Photo Credit: Jennie Anne Benigas
 

 

JUDY'S JOURNAL

 

February 2022

“What, me worry?” – Alfred E. Neuman

 

 

 


Anxiety Strips

Dear Reader,

I worry a lot. About everything. It’s not healthy, but it seems to be my nature. I worry big, and I worry small. Worrying can be overwhelming. It’s not hard to accumulate worries, with all the roles willingly or unwillingly assumed. There’s work to be done, and emotions to control. Yes, I do yoga. Listening to music helps.

Here’s the story of how one project begat another creative solution.

My index of monthly blogs dates back to September 2004. Judy’s Journal is part of my personal history in creative thinking.
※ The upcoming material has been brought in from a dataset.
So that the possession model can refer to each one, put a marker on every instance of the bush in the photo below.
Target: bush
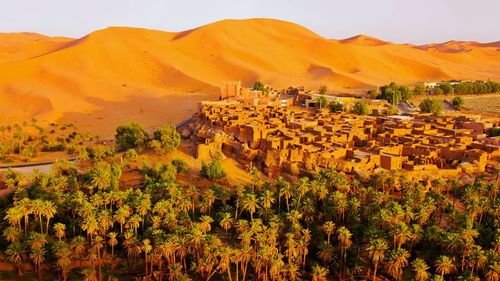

You might notice the name of poet Stanley Kunitz (1905-2006) occasionally in the titles. He was born in Worcester, Massachusetts, where I have lived since 1973. In 2009, bashert (destiny) put me together with people in places that would be life changing. Stanley Kunitz became more than a favorite poet. He and his mother, Yetta, became subjects of a research project that led to exhilarating end points, such as writing essays and a reference guide, teaching workshops and classes, and even making paintings inspired by his poems.


“Passing Through”

In 2016, the research took a turn toward Kunitz’s mother, Yetta Jasspon Kunitz Dine (1866-1952), after I transcribed papers which were held in storage by her granddaughter, Dr. Gretchen Kunitz. Once immersed in the task, I realized that this material could be the basis for her biography/memoir. She was one complex and fascinating woman whose story needed to be told.

Here’s the elevator pitch for the book:

Portrayed in Stanley Kunitz’s poems and interviews as an unforgiving and unaffectionate mother, Yetta Dine’s recently recovered letters, memoir and diary reveal a more complex narrative that provides vital insights into the life and work of a major American poet.
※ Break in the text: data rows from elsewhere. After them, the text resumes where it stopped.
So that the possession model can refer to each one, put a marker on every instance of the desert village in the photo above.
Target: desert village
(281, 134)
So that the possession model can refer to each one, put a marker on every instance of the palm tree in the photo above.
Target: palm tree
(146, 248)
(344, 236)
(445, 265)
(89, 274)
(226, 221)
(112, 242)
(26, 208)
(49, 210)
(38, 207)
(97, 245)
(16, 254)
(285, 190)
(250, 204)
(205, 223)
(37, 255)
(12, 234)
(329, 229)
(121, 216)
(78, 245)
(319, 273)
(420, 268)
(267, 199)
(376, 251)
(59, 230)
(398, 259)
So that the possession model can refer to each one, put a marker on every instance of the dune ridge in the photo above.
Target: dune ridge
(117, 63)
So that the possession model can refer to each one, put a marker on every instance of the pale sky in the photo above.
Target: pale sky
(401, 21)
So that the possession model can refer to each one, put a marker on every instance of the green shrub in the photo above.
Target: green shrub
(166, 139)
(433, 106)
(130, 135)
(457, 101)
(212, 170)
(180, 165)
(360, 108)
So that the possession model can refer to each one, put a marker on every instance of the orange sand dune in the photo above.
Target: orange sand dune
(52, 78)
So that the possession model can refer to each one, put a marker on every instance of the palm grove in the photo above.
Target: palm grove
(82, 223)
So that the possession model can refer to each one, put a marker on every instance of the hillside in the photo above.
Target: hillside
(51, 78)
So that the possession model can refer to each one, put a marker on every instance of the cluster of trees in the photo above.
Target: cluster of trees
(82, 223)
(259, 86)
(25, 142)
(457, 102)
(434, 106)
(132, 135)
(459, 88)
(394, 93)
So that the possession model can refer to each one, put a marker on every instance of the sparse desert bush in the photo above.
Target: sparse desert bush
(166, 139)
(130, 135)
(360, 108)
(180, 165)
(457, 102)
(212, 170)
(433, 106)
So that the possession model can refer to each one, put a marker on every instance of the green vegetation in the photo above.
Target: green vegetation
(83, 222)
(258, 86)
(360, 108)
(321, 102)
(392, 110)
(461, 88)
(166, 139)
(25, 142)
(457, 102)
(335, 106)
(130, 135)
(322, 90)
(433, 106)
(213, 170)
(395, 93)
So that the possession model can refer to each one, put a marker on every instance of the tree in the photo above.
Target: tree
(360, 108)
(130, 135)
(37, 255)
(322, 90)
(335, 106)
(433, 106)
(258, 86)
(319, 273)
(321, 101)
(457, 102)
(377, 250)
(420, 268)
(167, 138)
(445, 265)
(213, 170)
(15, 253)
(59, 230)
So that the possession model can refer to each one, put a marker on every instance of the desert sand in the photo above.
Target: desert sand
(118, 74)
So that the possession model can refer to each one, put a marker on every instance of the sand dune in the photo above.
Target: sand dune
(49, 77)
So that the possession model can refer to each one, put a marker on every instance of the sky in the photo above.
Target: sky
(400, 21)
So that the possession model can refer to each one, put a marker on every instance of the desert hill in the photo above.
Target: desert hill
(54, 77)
Finding a publisher is a tale of its own, but in February 2021, it happened. Joy and happiness. But also, you guessed it, fraught with worries too numerous and esoteric to record here. A few months in, these worries almost took me down. There had to be a way of organizing them, because I couldn’t identify which thing to worry about first. I keep a journal, now three notebooks strong, to record details of this project; I listed the BIG worries on a fresh page. But burying them in a notebook didn’t help. I needed to confront these anxieties every day and get them out in the open, not lurking around every corner of my brain. So, I took a pack of post-it notes, cut some into strips, and stuck them to the edge of a bookshelf in my home office.
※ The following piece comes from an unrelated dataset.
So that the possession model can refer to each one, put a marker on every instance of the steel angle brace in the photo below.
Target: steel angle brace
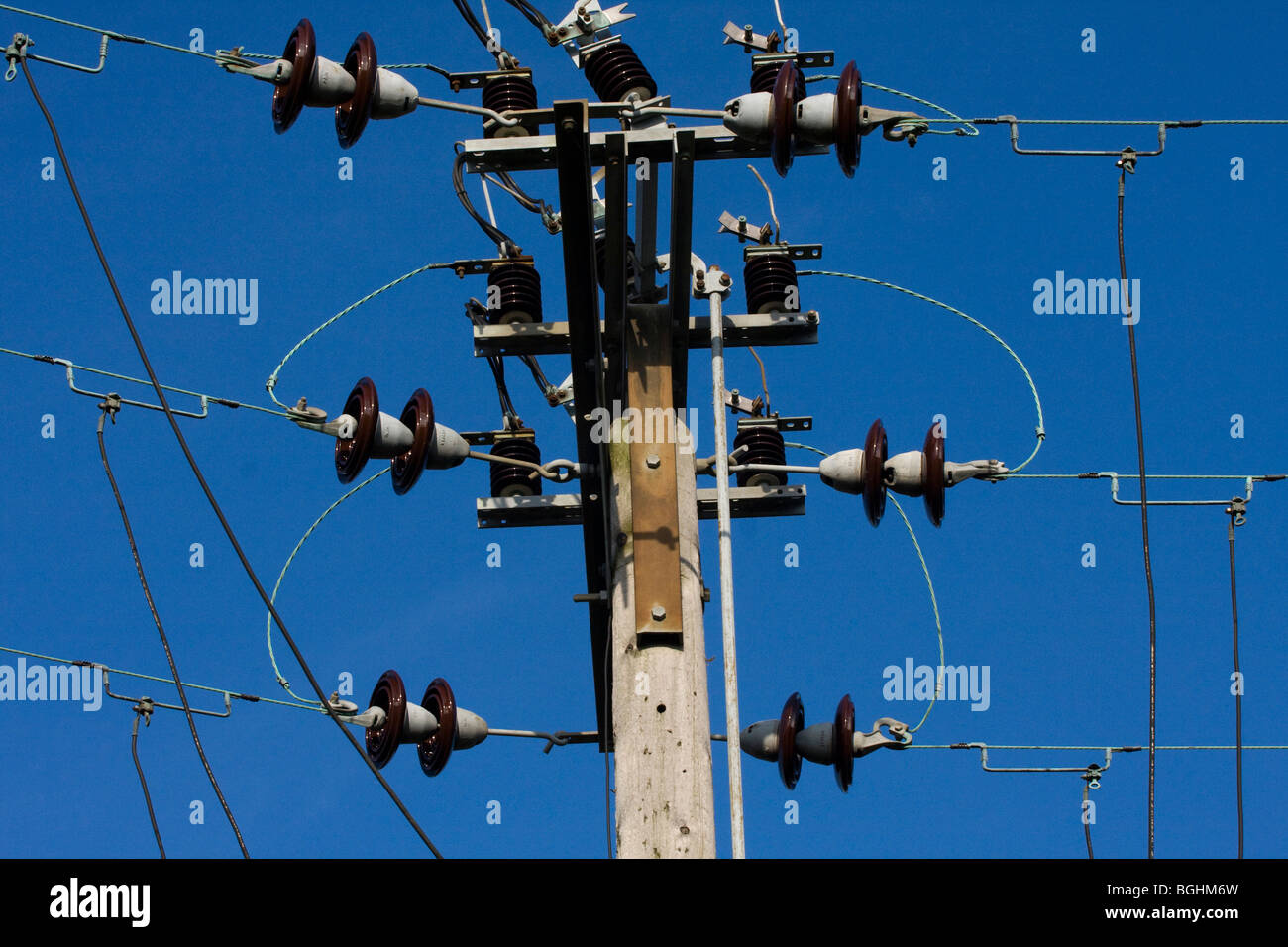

The ones you see here are blank - waiting for more worries. A few feet down on the bookshelf are four strips, each with worry words written on them. I can see them as I type this. But here’s the good news There used to be at least double that number. When a problem/worry was resolved, I got to snatch its anxiety strip (insert dramatic music here), tear it into tiny, tiny, tiny pieces and throw away the stress-ridden confetti. Progress had been made, right before my eyes. Time and persistence solve (some) worries. Anxiety strips helped.